If you somehow think that this imperialist reality is some relic of the past think of the recent US and UK imperialist adventure in Iraq and the search for weapons of mass destruction that Saddam Hussein was mostly certainly going to use. In the aftermath of that war where are the weapons? Where is the threat? Where is the justification for such actions outside of the self created illusion existing in the hermetically sealed vacuum of imperialism? It doesn’t exist because imperialism is a false reality without logical basis or empirical standing. Sunday after bloody Sunday it continues to impose this reality on the world in an effort to excuse the greed and hubris of imperialism. The question isn’t why are Puerto Rican Nationalists and Irish Republicans and Iraqi insurgents attacking imperialism… the questions is why is the illusion of imperialism, the fake reality of imperialism being imposed in Puerto Rico, in Ireland, in Iraq… Sunday after bloody Sunday…
Film of the Ponce Massacre in Puerto Rico in 1937
Film of the Bloody Sunday Massacre in Ireland in 1972
A quick note on the artwork at the top of this post…

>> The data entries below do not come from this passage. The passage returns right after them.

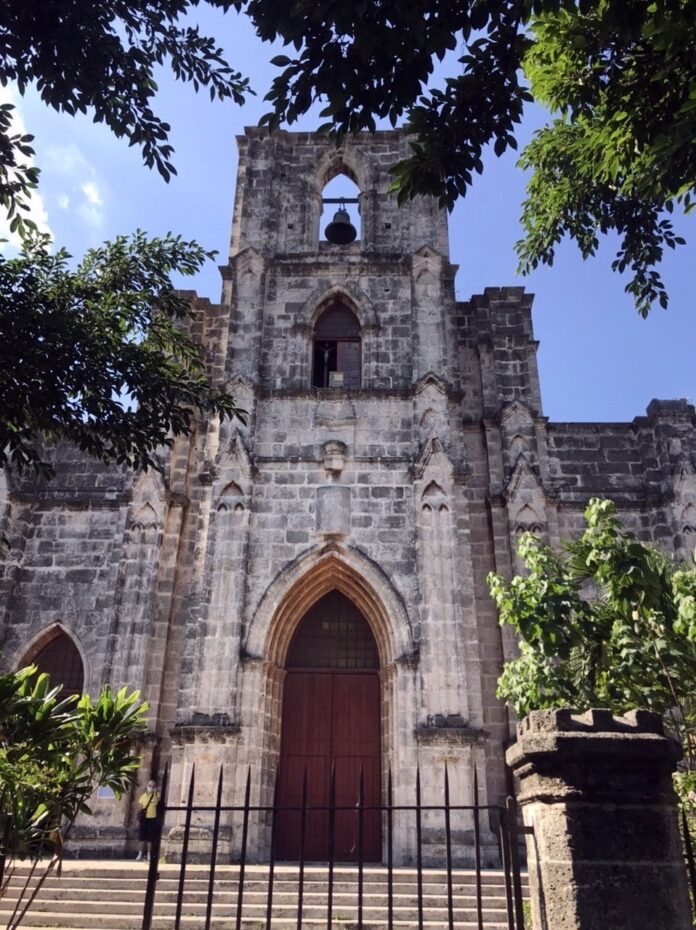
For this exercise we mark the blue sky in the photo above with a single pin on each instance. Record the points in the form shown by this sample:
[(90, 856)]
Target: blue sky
[(598, 360)]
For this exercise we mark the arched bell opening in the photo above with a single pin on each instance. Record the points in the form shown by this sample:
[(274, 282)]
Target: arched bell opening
[(339, 223), (330, 745), (56, 655)]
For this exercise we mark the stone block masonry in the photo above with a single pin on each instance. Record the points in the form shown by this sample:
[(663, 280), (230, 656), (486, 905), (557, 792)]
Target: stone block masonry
[(604, 849), (400, 493)]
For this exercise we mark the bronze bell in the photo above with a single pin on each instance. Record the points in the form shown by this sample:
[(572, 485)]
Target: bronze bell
[(341, 231)]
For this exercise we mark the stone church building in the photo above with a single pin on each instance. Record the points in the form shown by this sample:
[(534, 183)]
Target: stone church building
[(308, 587)]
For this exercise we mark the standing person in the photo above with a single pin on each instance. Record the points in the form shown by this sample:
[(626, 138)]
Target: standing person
[(147, 814)]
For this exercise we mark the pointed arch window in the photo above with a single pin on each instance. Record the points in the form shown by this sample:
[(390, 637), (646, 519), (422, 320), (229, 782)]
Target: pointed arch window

The base image of a man laying dead and bloody on the ground is taken from a photo of the Bogside Massacre. The ghostly image of text sitting on top of that image is of some text (graffiti) written on the wall by a victim of the Ponce Massacre as he lay bleeding he used the blood to write ‘Long Live The Republic Down With The Assassins’. The cross in the center of the image is the symbol that was used by the Puerto Rican Nationalists.